Kasat Reskrim Polres Palu, AKP Stevanus Tamuntuan SIK, yang dikonfirmasi di Palu, Jumat, membenarkan peningkatan status terperiksa kedua wartawan itu dari saksi menjadi tersangka.
"Kedua wartawan ini sudah berstatus tersangka, tapi belum diterbitkan SPP (surat perintah penahanan)-nya. Itu dikarenakan kasus mereka masih didalami penyidik, sebab barang bukti pendukung belum cukup," kata dia.
Kedua wartawan ini sebelumnya diduga ikut menerima uang hasil pemerasan yang dilakukan oleh tiga ativis LSM terhadap Kepala Dinas Peternakan Provinsi Sulteng, Ir Abdul Halim Madaali.
Pada Kamis siang (3/9), petugas Reskrim Polres Palu menangkap basah tiga aktivis LSM di Palu berinisial Mr alias Uc, Ml dan Rl, saat mereka baru saja menerima uang hasil pemerasan dari Kadis Peternakan Sulteng.
Ketiga aktivis LSM tersebut telah lebih dahulu ditetapkan sebagai tersangka oleh polisi dan menjalani penahanan.
Ihwal terbongkarnya kasus ini menyusul adanya laporan dari korban Madaali ke pihak kepolisian setempat yang mengkhabarkan kalau dirinya sedang diperas oleh tiga aktivis LSM.
Begitu menerima laporan pada Kamis siang itu, tim dari Polres Palu segera meluncur ke TKP dan menangkap basah para pelaku. Bahkan, saat itu, polisi berhasil menemukan barang bukti berupa uang tunai Rp10 juta dengan pecahan Rp1.000 dan Rp10.000 yang sudah diterima para pelaku.
Beberapa hari sebelumnya, pelapor yang Kepala Dinas Peternakan Sulteng itu sudah menyerahkan uang sebesar Rp10 juta kepada para pelaku, sehingga totalnya telah mencapai Rp20 juta.
Polisi juga ketika itu berhasil mengamankan tiga buah sepeda motor milik para aktivis LSM ini di Kantor Dinas Peternakan Sulteng di Jalan Kartini untuk dijadikan barang bukti.

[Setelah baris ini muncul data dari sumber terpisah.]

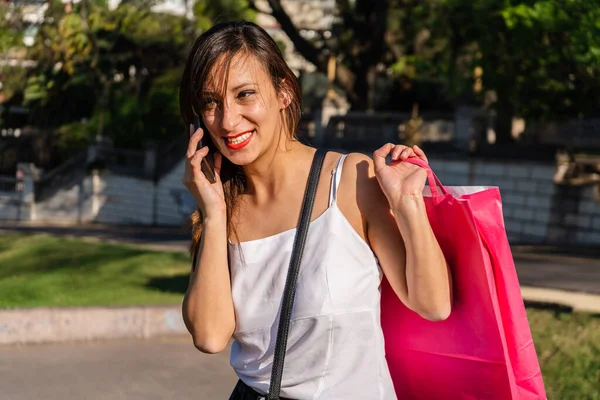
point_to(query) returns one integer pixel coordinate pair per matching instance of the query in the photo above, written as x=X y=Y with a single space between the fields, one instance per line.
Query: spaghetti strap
x=335 y=180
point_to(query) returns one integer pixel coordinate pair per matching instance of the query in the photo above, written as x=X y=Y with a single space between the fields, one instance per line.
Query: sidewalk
x=547 y=275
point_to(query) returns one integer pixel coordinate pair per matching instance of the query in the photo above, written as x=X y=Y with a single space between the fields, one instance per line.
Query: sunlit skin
x=382 y=202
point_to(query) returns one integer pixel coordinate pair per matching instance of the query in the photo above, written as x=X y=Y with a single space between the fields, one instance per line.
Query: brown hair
x=219 y=45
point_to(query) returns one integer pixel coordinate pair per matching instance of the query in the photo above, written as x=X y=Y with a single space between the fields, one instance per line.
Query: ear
x=285 y=96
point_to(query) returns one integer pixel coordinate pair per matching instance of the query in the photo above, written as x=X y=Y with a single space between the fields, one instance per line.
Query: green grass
x=42 y=270
x=568 y=347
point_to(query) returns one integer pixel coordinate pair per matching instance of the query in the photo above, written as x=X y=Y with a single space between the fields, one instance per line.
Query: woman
x=368 y=218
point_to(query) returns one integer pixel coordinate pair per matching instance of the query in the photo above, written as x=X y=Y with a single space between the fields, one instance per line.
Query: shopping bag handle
x=434 y=181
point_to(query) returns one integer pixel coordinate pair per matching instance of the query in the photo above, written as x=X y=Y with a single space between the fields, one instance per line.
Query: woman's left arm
x=399 y=232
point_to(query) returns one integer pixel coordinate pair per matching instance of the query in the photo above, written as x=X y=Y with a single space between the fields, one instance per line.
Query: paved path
x=152 y=369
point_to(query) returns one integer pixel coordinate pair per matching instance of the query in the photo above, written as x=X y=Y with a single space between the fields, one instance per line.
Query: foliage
x=540 y=57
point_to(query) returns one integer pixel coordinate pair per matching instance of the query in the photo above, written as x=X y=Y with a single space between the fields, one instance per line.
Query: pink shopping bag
x=484 y=350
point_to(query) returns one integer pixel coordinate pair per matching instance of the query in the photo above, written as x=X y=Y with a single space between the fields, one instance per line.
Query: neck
x=272 y=173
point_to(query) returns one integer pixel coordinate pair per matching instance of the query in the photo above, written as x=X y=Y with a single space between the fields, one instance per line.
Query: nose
x=230 y=117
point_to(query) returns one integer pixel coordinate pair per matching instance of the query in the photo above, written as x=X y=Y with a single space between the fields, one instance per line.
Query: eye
x=209 y=102
x=245 y=94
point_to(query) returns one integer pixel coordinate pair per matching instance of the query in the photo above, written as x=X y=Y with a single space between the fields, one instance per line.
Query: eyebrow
x=244 y=84
x=213 y=93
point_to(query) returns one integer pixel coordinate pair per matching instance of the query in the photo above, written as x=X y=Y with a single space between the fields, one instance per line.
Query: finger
x=396 y=151
x=193 y=143
x=380 y=154
x=406 y=153
x=218 y=157
x=420 y=153
x=196 y=160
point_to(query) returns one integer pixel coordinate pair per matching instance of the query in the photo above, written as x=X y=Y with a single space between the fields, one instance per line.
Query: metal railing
x=67 y=173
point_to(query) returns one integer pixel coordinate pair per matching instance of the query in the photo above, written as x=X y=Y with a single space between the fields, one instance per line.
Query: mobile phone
x=208 y=163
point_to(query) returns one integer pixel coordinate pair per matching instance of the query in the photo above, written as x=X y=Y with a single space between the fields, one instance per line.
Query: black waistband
x=245 y=392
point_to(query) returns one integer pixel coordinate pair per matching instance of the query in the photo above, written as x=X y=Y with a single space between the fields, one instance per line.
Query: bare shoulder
x=359 y=193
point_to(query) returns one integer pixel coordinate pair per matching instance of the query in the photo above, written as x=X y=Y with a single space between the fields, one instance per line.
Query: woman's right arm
x=207 y=307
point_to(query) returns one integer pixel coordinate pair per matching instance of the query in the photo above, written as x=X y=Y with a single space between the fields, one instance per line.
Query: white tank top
x=335 y=348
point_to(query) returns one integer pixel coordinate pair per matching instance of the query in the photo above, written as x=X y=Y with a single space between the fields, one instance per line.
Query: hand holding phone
x=207 y=165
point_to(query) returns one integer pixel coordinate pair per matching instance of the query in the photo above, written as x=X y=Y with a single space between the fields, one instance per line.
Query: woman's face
x=248 y=120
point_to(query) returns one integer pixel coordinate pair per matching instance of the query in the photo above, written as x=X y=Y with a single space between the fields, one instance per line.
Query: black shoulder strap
x=292 y=276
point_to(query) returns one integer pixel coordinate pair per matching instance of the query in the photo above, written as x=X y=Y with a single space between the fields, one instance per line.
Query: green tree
x=100 y=65
x=540 y=57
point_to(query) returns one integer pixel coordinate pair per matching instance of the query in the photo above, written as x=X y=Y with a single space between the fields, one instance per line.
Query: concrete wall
x=535 y=209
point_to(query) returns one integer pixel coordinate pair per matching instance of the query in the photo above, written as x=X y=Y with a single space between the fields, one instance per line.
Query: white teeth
x=239 y=139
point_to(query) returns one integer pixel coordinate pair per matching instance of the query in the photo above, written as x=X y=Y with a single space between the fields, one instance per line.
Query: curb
x=59 y=325
x=577 y=301
x=54 y=325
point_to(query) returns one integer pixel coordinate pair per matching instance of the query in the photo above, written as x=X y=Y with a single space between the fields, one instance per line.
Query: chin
x=241 y=157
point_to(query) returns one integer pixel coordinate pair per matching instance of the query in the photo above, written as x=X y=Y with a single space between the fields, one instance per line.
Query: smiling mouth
x=239 y=141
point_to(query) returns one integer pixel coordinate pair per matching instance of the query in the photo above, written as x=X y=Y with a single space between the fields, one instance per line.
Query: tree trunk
x=504 y=116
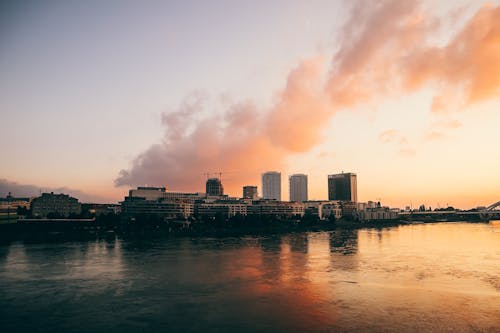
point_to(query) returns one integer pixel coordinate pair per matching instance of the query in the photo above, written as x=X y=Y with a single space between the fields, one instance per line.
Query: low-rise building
x=224 y=207
x=60 y=204
x=378 y=214
x=138 y=207
x=276 y=208
x=11 y=203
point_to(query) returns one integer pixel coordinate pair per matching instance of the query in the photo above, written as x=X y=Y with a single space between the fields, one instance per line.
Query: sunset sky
x=100 y=96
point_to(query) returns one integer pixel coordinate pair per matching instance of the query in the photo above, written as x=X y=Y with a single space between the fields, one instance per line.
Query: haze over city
x=98 y=97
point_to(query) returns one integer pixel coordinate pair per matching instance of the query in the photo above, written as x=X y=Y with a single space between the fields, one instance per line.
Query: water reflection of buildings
x=344 y=241
x=344 y=249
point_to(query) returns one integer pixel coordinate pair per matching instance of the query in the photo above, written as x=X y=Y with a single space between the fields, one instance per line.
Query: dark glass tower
x=343 y=187
x=214 y=187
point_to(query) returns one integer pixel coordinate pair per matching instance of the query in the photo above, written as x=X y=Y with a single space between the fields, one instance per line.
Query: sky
x=97 y=97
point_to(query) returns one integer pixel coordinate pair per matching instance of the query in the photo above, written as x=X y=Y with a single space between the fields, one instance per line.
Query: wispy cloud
x=394 y=137
x=385 y=49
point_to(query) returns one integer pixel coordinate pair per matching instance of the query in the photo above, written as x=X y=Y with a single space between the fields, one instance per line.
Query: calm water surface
x=418 y=278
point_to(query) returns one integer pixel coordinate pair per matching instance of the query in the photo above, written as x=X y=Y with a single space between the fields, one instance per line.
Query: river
x=436 y=277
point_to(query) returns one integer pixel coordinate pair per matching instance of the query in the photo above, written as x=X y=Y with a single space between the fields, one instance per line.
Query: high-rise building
x=343 y=187
x=271 y=185
x=250 y=192
x=298 y=187
x=214 y=187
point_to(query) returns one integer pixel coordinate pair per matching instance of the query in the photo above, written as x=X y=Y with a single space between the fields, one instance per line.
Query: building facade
x=343 y=187
x=250 y=192
x=271 y=185
x=50 y=203
x=214 y=187
x=298 y=187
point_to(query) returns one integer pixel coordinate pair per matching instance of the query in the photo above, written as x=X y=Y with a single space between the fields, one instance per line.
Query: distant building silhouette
x=343 y=187
x=298 y=187
x=50 y=203
x=250 y=192
x=271 y=185
x=214 y=187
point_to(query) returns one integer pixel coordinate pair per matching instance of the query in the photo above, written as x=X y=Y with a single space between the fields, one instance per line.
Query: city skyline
x=93 y=105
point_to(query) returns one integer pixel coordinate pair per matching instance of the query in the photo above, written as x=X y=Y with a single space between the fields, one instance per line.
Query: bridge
x=487 y=213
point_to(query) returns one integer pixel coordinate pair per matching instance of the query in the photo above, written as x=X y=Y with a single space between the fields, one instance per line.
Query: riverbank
x=76 y=230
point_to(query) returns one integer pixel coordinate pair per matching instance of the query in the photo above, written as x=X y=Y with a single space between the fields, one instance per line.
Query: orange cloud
x=240 y=140
x=385 y=49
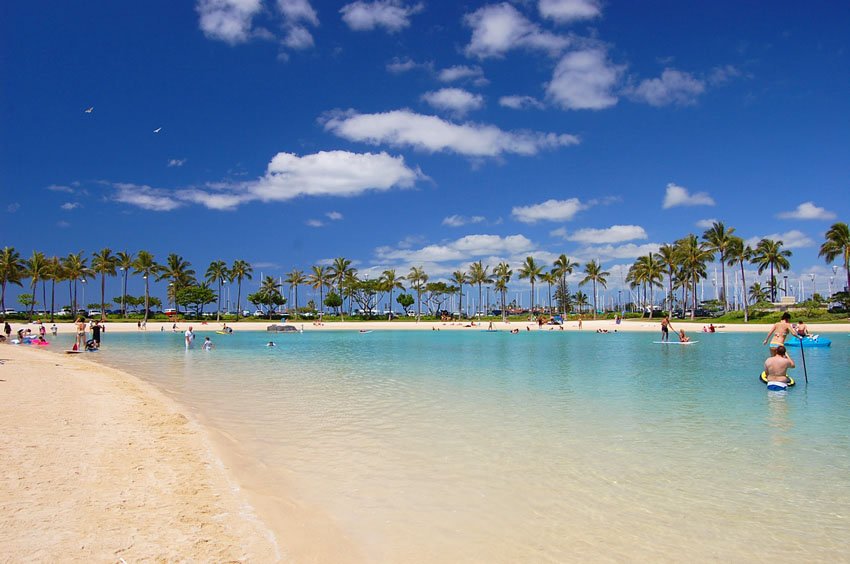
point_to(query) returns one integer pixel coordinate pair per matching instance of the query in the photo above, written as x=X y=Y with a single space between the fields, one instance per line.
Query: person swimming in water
x=779 y=331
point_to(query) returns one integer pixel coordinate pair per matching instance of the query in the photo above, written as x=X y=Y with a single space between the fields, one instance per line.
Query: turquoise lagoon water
x=538 y=447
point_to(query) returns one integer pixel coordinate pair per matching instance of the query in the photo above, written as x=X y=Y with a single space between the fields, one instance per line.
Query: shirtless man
x=779 y=331
x=777 y=365
x=665 y=329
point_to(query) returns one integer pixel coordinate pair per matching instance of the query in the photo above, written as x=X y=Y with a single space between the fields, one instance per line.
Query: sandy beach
x=98 y=466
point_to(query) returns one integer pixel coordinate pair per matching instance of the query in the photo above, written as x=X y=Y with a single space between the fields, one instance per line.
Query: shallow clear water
x=543 y=446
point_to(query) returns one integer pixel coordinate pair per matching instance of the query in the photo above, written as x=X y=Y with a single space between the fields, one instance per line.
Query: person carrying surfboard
x=777 y=364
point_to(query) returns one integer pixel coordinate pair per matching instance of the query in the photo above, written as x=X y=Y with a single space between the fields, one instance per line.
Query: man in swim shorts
x=665 y=329
x=777 y=365
x=779 y=331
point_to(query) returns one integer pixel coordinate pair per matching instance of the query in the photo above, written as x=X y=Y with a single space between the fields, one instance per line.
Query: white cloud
x=432 y=134
x=392 y=15
x=627 y=251
x=498 y=28
x=60 y=188
x=679 y=196
x=550 y=210
x=468 y=247
x=672 y=87
x=584 y=80
x=808 y=210
x=455 y=100
x=288 y=176
x=520 y=102
x=566 y=11
x=145 y=197
x=460 y=220
x=462 y=72
x=228 y=20
x=613 y=234
x=793 y=239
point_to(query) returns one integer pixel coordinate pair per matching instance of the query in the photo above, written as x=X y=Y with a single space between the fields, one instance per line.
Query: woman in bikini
x=779 y=331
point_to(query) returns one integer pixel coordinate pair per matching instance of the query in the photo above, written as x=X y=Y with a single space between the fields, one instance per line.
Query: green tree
x=217 y=273
x=295 y=279
x=390 y=282
x=503 y=274
x=147 y=267
x=837 y=244
x=195 y=297
x=719 y=238
x=11 y=272
x=104 y=263
x=124 y=261
x=37 y=271
x=769 y=254
x=530 y=270
x=405 y=301
x=180 y=274
x=594 y=273
x=238 y=272
x=318 y=279
x=562 y=267
x=478 y=275
x=417 y=279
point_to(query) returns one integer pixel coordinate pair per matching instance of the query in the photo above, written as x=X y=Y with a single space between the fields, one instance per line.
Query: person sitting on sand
x=802 y=330
x=779 y=331
x=777 y=365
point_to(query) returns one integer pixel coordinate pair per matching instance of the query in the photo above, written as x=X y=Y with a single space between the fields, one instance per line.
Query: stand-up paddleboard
x=776 y=386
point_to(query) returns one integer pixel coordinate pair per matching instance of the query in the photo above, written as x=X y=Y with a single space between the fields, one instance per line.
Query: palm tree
x=532 y=271
x=124 y=262
x=318 y=279
x=417 y=279
x=76 y=268
x=561 y=268
x=239 y=271
x=11 y=272
x=218 y=273
x=693 y=257
x=104 y=263
x=460 y=278
x=719 y=238
x=770 y=254
x=550 y=278
x=37 y=271
x=390 y=282
x=181 y=274
x=479 y=274
x=340 y=268
x=837 y=244
x=503 y=275
x=594 y=273
x=740 y=253
x=147 y=267
x=669 y=261
x=295 y=279
x=55 y=273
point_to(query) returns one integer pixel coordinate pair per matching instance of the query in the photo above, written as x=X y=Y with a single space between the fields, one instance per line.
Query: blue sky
x=399 y=133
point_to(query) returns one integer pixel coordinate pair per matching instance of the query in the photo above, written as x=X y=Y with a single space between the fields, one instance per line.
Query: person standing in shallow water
x=665 y=329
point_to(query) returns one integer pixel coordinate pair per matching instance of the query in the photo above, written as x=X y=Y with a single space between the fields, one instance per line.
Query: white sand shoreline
x=99 y=465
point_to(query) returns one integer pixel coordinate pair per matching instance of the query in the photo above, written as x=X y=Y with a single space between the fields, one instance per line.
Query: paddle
x=803 y=353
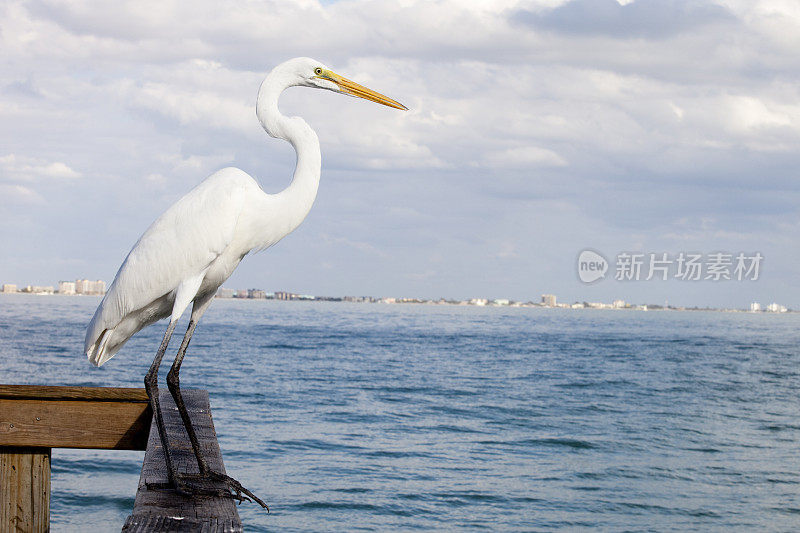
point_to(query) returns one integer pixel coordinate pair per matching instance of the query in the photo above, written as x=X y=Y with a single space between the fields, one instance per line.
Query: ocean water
x=368 y=417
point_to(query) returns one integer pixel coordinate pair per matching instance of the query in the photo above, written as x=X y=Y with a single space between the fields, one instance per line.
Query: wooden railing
x=35 y=419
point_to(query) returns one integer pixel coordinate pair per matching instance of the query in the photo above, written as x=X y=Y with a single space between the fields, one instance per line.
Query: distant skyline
x=536 y=130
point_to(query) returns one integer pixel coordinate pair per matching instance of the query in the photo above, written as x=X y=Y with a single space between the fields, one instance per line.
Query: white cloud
x=524 y=157
x=16 y=168
x=151 y=97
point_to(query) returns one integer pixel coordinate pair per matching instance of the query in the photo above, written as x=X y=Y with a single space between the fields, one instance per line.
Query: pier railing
x=35 y=419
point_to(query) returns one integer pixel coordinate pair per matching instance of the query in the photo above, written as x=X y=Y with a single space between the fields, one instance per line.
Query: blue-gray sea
x=370 y=417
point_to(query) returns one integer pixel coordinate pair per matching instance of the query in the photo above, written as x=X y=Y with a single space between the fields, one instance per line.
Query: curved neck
x=296 y=200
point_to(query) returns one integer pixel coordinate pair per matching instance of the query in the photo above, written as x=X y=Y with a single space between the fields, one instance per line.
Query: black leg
x=173 y=382
x=151 y=386
x=191 y=483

Kuat dugaan, kalau uang puluhan juta rupiah yang diberikan korban kepada para pelaku sebagai uang "tutup mulut" terkait adanya sinyalemen penyalahgunaan proyek di instansi tersebut.
Dikonfirmasi terpisah, Kadis Peternakan Sulteng, Ir Abdul Halim Madaali, mengatakan dirinya sengaja melaporkan ketiga oknum aktivis LSM itu ke polisi, karena merasa tertekan atas ancaman mereka yang akan melaporkan ke pihak kejaksaan terkait tuduhan adanya penyelewengan anggaran proyek pengadaan sapi tahun 2009 senilai Rp2 miliar.
"Mereka menuding saya telah melakukan perubahan daftar isian penggunaan anggaran (DIPA) tahun 2009, khususnya mengenai item pekerjaan proyek pengadaan sapi, padahal itu sama sekali tidak benar," ujarnya.
Madaali juga mengatakan, para pelaku menyatakan nilai pagu proyek pengadaan sapi yang dibiayai APBN itu mencapai Rp2 miliar, tapi kenyataannya hanya sebesar Rp737,5 juta.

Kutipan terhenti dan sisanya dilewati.